Search code examples
clojurespecter

Select elements from a nested structure that match a condition in Clojure


I recently discovered the Specter library that provides data-structure navigation and transformation functions and is written in Clojure.

Implementing some of its API as a learning exercise seemed like a good idea. Specter implements an API taking a function and a nested structure as arguments and returns a vector of elements from the nested structure that satisfies the function like below:

(select (walker number?) [1 :a {:b 2}]) => [1 2]

Below is my attempt at implementing a function with similar API:

(defn select-walker [afn ds]
  (vec (if (and (coll? ds) (not-empty ds))
         (concat (select-walker afn (first ds)) 
                 (select-walker afn (rest ds)))
         (if (afn ds) [ds]))))

(select-walker number? [1 :a {:b 2}]) => [1 2]

I have tried implementing select-walker by using list comprehension, looping, and using cons and conj. In all these cases the return value was a nested list instead of a flat vector of elements.

Yet my implementation does not seem like idiomatic Clojure and has poor time and space complexity.

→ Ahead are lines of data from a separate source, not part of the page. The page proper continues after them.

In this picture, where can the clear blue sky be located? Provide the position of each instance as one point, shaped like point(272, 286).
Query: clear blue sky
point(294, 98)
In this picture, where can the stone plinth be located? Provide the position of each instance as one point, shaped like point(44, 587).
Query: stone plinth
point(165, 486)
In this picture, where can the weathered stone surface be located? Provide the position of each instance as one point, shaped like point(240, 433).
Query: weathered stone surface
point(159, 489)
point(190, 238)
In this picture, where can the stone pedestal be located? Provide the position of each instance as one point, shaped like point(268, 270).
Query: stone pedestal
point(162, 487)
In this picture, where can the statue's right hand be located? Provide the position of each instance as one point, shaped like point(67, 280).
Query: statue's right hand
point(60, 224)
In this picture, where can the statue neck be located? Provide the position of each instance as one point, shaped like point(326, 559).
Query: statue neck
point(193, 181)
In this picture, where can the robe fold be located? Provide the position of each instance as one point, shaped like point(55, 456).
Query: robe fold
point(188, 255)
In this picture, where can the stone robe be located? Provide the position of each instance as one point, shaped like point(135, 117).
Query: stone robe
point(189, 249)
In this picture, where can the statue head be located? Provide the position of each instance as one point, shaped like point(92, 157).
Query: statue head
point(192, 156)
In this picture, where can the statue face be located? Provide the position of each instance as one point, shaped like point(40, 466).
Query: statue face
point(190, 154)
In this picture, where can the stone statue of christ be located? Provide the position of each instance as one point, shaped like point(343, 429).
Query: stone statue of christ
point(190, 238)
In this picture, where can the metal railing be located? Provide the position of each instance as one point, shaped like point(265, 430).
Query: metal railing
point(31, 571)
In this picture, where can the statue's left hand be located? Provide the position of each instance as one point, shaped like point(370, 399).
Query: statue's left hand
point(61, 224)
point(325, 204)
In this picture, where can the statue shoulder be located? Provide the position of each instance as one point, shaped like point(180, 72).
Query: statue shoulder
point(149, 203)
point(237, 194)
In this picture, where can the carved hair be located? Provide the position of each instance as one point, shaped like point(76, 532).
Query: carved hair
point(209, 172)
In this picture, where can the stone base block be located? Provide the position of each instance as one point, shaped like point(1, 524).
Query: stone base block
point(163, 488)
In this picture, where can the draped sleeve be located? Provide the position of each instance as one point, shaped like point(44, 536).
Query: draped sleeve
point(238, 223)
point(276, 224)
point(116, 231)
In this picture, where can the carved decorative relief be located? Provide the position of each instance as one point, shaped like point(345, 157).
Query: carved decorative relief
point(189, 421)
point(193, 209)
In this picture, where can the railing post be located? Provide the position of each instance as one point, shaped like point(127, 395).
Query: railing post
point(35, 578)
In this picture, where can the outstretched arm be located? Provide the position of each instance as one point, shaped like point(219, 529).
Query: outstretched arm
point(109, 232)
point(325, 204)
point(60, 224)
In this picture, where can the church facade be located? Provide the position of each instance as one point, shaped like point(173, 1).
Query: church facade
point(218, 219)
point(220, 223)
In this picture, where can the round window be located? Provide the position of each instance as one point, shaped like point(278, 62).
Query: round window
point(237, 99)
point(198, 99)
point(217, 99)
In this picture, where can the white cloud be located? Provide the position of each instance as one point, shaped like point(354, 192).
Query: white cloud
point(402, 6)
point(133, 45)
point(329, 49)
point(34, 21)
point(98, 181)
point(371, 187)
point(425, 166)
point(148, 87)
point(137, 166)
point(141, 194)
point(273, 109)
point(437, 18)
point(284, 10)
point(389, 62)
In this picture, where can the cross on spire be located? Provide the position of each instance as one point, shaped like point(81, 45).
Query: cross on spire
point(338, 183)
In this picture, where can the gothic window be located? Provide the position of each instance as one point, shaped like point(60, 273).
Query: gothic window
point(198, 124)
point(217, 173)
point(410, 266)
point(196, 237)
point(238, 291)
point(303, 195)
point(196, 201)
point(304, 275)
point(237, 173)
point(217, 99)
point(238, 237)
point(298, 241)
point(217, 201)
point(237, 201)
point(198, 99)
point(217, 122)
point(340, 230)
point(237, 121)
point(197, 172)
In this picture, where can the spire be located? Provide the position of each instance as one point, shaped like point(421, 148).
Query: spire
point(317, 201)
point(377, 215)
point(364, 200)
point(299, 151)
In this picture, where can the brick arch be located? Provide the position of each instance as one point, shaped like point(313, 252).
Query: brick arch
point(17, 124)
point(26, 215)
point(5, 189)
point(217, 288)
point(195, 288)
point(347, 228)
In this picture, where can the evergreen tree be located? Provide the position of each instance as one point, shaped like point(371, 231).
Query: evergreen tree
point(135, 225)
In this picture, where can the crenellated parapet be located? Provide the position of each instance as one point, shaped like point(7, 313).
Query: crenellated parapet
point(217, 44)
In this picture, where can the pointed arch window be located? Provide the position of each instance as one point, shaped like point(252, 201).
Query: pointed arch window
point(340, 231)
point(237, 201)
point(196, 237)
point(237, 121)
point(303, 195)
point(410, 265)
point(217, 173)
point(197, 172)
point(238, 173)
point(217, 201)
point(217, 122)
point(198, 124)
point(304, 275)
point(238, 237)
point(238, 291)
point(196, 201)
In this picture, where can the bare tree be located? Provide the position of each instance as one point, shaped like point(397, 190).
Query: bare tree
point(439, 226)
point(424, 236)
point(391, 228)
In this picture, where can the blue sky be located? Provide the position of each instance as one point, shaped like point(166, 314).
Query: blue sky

(time (dotimes [_ 1000] (select (walker number?) (range 100))))
"Elapsed time: 19.445396 msecs"

(time (dotimes [_ 1000] (select-walker number? (range 100))))
"Elapsed time: 237.000334 msecs"

Notice that my implementation is about 12 times slower than Specter's implementation.

I have three questions on the implemention of select-walker.

  1. Is a tail-recursive implementaion of select-walker possible?
  2. Can select-walker be written in more idiomatic Clojure?
  3. Any hints to make select-walker execute faster?

Solution

    1. there are at least two possibilities to make it tail recursive. First one is to process data in loop like this:

      (defn select-walker-rec [afn ds]
        (loop [res [] ds ds]
          (cond (empty? ds) res
                (coll? (first ds)) (recur res 
                                          (doall (concat (first ds) 
                                                         (rest ds))))
                (afn (first ds)) (recur (conj res (first ds)) (rest ds))
                :else (recur res (rest ds)))))
      

      in repl:

      user> (select-walker-rec number? [1 :a {:b 2}])
      [1 2]
      
      user> user> (time (dotimes [_ 1000] (select-walker-rec number? (range 100))))
      "Elapsed time: 19.428887 msecs"
      

      (simple select-walker works about 200ms for me)

      the second one (slower though, and more suitable for more difficult tasks) is to use zippers:

      (require '[clojure.zip :as z])
      
      (defn select-walker-z [afn ds]
        (loop [res [] curr (z/zipper coll? seq nil ds)]
          (cond (z/end? curr) res
                (z/branch? curr) (recur res (z/next curr))
                (afn (z/node curr)) (recur (conj res (z/node curr))
                                           (z/next curr))
                :else (recur res (z/next curr)))))
      
      user> (time (dotimes [_ 1000] (select-walker-z number? (range 100))))
      "Elapsed time: 219.015153 msecs"
      

      this one is really slow, since zipper operates on more complex structures. It's great power brings unneeded overhead to this simple task.

    2. the most idiomatic approach i guess, is to use tree-seq:

      (defn select-walker-t [afn ds]
        (filter #(and (not (coll? %)) (afn %))
                (tree-seq coll? seq ds)))
      
      user> (time (dotimes [_ 1000] (select-walker-t number? (range 100))))
      "Elapsed time: 1.320209 msecs"
      

      it is incredibly fast, as it produces a lazy sequence of results. In fact you should realize its data for the fair test:

      user> (time (dotimes [_ 1000] (doall (select-walker-t number? (range 100)))))
      "Elapsed time: 53.641014 msecs"
      

      one more thing to notice about this variant, is that it's not tail recursive, so it would fail in case of really deeply nested structures (maybe i'm mistaken, but i guess it's about couple of thousands levels of nesting), still it's suitable for the most cases.